The term “word extractor” is a software component that reads a web document (such as a web page) as input and extracts words (as text) from the document.
In one exemplary embodiment, one or more blocks or steps discussed herein are automated. In other words, apparatus, systems, and methods occur automatically. The terms “automated” or “automatically” (and like variations thereof) mean controlled operation of an apparatus, system, and/or process using computers and/or mechanical/electrical devices without the necessity of human intervention, observation, effort and/or decision.

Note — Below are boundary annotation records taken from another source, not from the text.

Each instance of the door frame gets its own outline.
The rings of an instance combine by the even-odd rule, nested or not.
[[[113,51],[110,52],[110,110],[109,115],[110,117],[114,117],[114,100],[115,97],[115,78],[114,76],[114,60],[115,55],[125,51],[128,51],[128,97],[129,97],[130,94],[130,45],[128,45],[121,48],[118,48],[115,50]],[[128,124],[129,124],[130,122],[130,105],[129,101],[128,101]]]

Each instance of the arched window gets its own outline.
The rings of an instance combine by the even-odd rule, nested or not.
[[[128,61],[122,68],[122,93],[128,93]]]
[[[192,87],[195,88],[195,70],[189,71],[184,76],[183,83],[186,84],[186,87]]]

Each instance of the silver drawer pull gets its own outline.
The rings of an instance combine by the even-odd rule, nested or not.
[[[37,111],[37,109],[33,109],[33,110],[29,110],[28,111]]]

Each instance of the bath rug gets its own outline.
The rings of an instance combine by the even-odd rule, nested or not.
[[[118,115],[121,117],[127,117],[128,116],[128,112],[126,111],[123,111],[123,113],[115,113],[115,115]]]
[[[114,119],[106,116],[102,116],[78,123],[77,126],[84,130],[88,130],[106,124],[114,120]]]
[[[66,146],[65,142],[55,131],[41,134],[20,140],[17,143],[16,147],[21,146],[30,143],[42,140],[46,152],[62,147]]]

The methods in accordance with exemplary embodiments of the present invention are provided as examples and should not be construed to limit other embodiments within the scope of the invention. Further, methods or steps discussed within different figures can be added to or exchanged with methods of steps in other figures. Further yet, specific numerical data values (such as specific quantities, numbers, categories, etc.) or other specific information should be interpreted as illustrative for discussing exemplary embodiments. Such specific information is not provided to limit the invention.
In the various embodiments in accordance with the present invention, embodiments are implemented as a method, system, and/or apparatus. As one example, exemplary embodiments and steps associated therewith are implemented as one or more computer software programs to implement the methods described herein. The software is implemented as one or more modules (also referred to as code subroutines, or “objects” in object-oriented programming). The location of the software will differ for the various alternative embodiments. The software programming code, for example, is accessed by a processor or processors of the computer or server from long-term storage media of some type, such as a CD-ROM drive or hard drive. The software programming code is embodied or stored on any of a variety of known media for use with a data processing system or in any memory device such as semiconductor, magnetic and optical devices, including a disk, hard drive, CD-ROM, ROM, etc. The code is distributed on such media, or is distributed to users from the memory or storage of one computer system over a network of some type to other computer systems for use by users of such other systems. Alternatively, the programming code is embodied in the memory and accessed by the processor using the bus. The techniques and methods for embodying software programming code in memory, on physical media, and/or distributing software code via networks are well known and will not be further discussed herein.
The above discussion is meant to be illustrative of the principles and various embodiments of the present invention. Numerous variations and modifications will become apparent to those skilled in the art once the above disclosure is fully appreciated. It is intended that the following claims be interpreted to embrace all such variations and modifications.